Focus: **exact duplicates, key-based duplicates, latest-record logic, and best practices**.


In [None]:

import pandas as pd
import numpy as np


## 1. Sample Dataset with Duplicates

In [None]:

df = pd.DataFrame({
    "order_id": [1001, 1002, 1002, 1003, 1004, 1004, 1004],
    "customer": ["Alice", "Bob", "Bob", "Charlie", "David", "David", "David"],
    "amount": [2500, 1800, 1800, 2200, 3000, 3000, 3000],
    "order_date": ["2024-01-01", "2024-01-02", "2024-01-02",
                   "2024-01-03", "2024-01-04", "2024-01-04", "2024-01-04"]
})
df


## 2. Detect Duplicate Rows

In [None]:

df.duplicated()


## 3. Count Duplicate Rows

In [None]:

df.duplicated().sum()


## 4. View Duplicate Rows

In [None]:

df[df.duplicated()]


## 5. Detect Duplicates Based on Specific Columns

In [None]:

df.duplicated(subset=['order_id'])


## 6. View Duplicates Based on Business Key

In [None]:

df[df.duplicated(subset=['order_id'], keep=False)]

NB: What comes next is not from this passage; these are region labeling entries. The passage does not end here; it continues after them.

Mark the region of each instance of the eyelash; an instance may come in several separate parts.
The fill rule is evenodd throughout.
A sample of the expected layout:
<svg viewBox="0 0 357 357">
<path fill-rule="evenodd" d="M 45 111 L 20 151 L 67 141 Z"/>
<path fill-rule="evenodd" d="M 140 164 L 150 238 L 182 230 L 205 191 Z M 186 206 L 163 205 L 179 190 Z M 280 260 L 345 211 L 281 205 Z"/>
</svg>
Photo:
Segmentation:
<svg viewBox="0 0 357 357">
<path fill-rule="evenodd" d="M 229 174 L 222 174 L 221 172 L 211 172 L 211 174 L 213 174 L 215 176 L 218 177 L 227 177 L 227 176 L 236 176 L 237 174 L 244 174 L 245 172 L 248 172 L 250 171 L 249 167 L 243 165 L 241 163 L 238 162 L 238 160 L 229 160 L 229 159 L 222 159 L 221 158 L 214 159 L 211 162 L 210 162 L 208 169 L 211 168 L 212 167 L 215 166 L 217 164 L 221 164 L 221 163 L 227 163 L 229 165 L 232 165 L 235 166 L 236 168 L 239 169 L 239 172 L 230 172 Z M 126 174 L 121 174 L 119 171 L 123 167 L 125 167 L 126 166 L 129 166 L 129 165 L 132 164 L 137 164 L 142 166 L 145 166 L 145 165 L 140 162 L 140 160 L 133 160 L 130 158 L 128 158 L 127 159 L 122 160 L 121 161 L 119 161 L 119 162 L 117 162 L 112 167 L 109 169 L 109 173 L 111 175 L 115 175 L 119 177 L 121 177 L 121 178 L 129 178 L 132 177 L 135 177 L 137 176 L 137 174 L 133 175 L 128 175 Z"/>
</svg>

## 7. Remove Exact Duplicate Rows

In [None]:

df_no_exact_dup = df.drop_duplicates()
df_no_exact_dup


## 8. Remove Duplicates Based on Key (Keep First)

In [None]:

df_keep_first = df.drop_duplicates(subset=['order_id'], keep='first')
df_keep_first


## 9. Remove Duplicates Based on Key (Keep Last)

In [None]:

df_keep_last = df.drop_duplicates(subset=['order_id'], keep='last')
df_keep_last


## 10. Latest Record Wins (Sort + Drop)

In [None]:

df_sorted = df.copy()
df_sorted['order_date'] = pd.to_datetime(df_sorted['order_date'])
df_sorted = df_sorted.sort_values('order_date')
df_latest = df_sorted.drop_duplicates(subset=['order_id'], keep='last')
df_latest


## 11. Remove Duplicates Using Boolean Indexing

In [None]:

df_boolean = df[~df.duplicated(subset=['order_id'])]
df_boolean


## 12. Inplace Duplicate Removal

In [None]:

df_inplace = df.copy()
df_inplace.drop_duplicates(subset=['order_id'], inplace=True)
df_inplace



## ✅ Best Practices & Interview Notes
- Always detect before removing duplicates
- Prefer business keys (`order_id`, `user_id`) over full-row match
- Use `keep='last'` for latest-record logic
- Sorting before removal is critical
- Never remove duplicates blindly in audit data



## ✔ Summary
- `duplicated()` detects duplicates
- `drop_duplicates()` removes them
- `subset` and `keep` control logic
- Business rules define what a duplicate means